La faiblesse de Picard avait facilité le complot dont Jules Favre avait assuré le succès, mais Jules Simon l’avait ourdi. « Il a été le grand artisan de ma rupture avec la gauche[1]. » De même que Jules Favre était un prodigieux rhéteur, Jules Simon était un étourdissant comédien ; il l’était toujours et partout : dans la conversation, il usait des petits artifices qui charment ; dans les discours, des grands qui subjuguent. Son art était si achevé qu’on ne l’eut pas soupçonné, si l’on n’avait été mis en garde par un timbre de voix indiscrètement félin : une voix révélatrice, disait Gambetta. Les coquettes, dit-on, parviennent même à rougir ou à pâlir à volonté, elles n’ont pas encore découvert le moyen de farder leur voix. Diderot, dans son Paradoxe sur le comédien, soutient qu’on n’émeut que si l’on n’est pas ému. Jules Simon en est une preuve ; personne n’a fait répandre plus de larmes et n’a eu lecteur moins larmoyant ; non qu’il l’eût de pierre, il l’avait de bois, du bois mélodieux d’une planche d’harmonie. Véritablement philosophe par l’étendue de la compréhension et la hauteur de l’esprit, il ne l’était pas par le caractère.

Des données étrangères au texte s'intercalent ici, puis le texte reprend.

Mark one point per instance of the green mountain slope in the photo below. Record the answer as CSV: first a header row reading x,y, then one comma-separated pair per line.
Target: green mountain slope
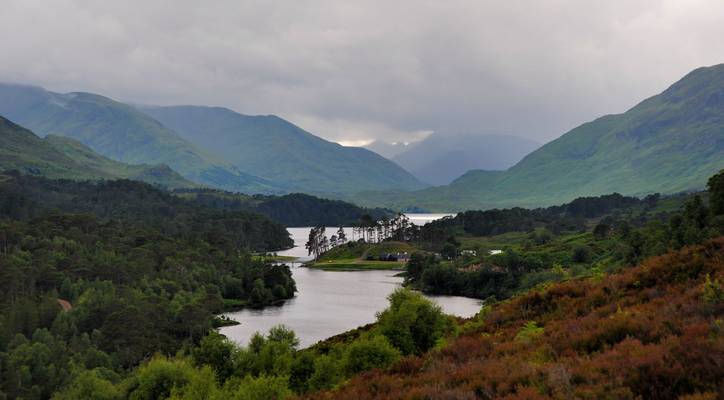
x,y
440,158
668,143
122,133
58,157
275,149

Si l’être moral eût égalé en lui l’être intellectuel, au lieu de rester toute sa vie cloué au second échelon, se dédommageant de n’être pas au premier en tentant de faire choir qui était en train de le gravir, il fût devenu un des dominateurs des événemens. Sa culture, sa distinction l’éloignaient du parti révolutionnaire ; il s’y jeta par ambition. Il en a été longuement puni : du jour où il sortit de sa voie naturelle par la campagne contre la loi des coalitions, pour descendre encore plus bas sur la pente démagogique et inaugurer, nous le verrous bientôt, la politique radicale, il a été condamné à se consumer eu mobilités et en contradictions impuissantes. Il a toujours conservé le prestige intellectuel que lui assuraient ses dons supérieurs, il n’a jamais obtenu

  1. Pessard, Mes petits Papiers, 121.